Test eines Skywatcher Esprit 120 APO
Am 28.4.2012 hatten wir endlich wieder einmal gute Bedingungen. Die Sonne zeigte uns 6 Fleckengruppen, 4 davon beeindruckend groß.
Also entschlossen sich Uwe und ich, den Skywatcher Esprit 120 einmal auf Herz und Nieren am Stern zu testen. Uwe hatte ihn schon bei sich getestet und war überzeugt, er hält mit seinem LZOZ 115mm sehr gut mit. Nun habe ich einen Explore Scientific ED-127, also einen Halb-APO. Wie würde er sich gegenüber dem Voll APO schlagen?

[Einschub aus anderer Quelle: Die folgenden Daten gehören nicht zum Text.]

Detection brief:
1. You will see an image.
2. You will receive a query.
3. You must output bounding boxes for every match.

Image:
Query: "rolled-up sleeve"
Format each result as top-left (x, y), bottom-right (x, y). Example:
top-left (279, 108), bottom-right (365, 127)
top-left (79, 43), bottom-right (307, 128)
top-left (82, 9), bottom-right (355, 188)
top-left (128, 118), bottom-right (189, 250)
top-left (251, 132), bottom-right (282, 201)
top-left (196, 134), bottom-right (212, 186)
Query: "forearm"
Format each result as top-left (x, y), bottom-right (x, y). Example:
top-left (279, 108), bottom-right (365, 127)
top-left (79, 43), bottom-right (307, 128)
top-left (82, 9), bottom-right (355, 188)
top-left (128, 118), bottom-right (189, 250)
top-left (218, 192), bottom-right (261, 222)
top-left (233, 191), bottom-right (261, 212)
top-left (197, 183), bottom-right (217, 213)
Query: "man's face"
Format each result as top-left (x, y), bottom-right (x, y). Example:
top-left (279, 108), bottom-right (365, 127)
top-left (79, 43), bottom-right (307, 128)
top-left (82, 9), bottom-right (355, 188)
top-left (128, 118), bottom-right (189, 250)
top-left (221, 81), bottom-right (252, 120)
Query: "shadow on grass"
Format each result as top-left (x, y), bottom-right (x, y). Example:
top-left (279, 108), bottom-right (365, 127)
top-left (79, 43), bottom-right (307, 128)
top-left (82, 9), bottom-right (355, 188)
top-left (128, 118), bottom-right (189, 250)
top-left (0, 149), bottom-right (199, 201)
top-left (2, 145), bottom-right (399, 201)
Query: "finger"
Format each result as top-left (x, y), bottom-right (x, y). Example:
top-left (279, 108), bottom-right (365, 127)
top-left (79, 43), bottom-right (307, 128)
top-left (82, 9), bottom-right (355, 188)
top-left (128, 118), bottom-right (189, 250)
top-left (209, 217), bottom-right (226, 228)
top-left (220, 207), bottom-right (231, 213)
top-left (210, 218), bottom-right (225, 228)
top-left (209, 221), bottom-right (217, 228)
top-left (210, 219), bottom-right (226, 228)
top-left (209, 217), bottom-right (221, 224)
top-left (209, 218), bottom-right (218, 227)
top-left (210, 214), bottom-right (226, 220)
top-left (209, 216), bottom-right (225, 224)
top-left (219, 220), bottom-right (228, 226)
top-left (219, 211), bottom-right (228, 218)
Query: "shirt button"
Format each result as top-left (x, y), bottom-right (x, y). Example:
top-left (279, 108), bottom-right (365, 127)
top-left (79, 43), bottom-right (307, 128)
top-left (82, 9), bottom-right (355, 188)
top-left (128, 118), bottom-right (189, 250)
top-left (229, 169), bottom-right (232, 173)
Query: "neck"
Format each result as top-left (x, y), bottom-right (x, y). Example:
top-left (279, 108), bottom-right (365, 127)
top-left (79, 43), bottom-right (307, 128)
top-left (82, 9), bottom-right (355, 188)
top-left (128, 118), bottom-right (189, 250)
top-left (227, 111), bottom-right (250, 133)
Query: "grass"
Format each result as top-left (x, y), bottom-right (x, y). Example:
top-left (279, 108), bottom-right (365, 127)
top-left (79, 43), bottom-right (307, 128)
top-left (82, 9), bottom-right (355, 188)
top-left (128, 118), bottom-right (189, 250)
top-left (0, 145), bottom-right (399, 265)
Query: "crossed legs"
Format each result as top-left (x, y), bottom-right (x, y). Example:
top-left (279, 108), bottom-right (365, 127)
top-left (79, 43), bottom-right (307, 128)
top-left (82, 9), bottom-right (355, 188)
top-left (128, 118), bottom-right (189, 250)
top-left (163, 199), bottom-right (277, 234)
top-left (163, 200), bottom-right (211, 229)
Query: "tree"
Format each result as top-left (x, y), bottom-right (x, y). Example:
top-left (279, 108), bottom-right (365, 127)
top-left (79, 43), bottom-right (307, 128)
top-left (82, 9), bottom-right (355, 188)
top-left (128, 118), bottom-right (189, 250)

Vom Preis her unterscheiden sich die beiden Geräte in voller Ausstattung samt Koffer etc. um satte € 1200. Schon mal ein Wort. Kann der Esprit auch entsprechend mehr?
Das Äußere:
Der Esprit kommt bullig daher, im weißen, wohl sehr massiven Alugehäuse. Sein Gesamtgewicht beträgt satte 11,4 kg, - nichts mehr für eine HEQ-5pro, zumindest nicht mehr fotografisch. Dagegen ist mein 127mm ED im Carbontubus ein Leichtgewicht, nur 6,5 kg bringt er auf die Waage, obwohl der Dreilinser wesentlich länger und (von der Optik her) dicker ist.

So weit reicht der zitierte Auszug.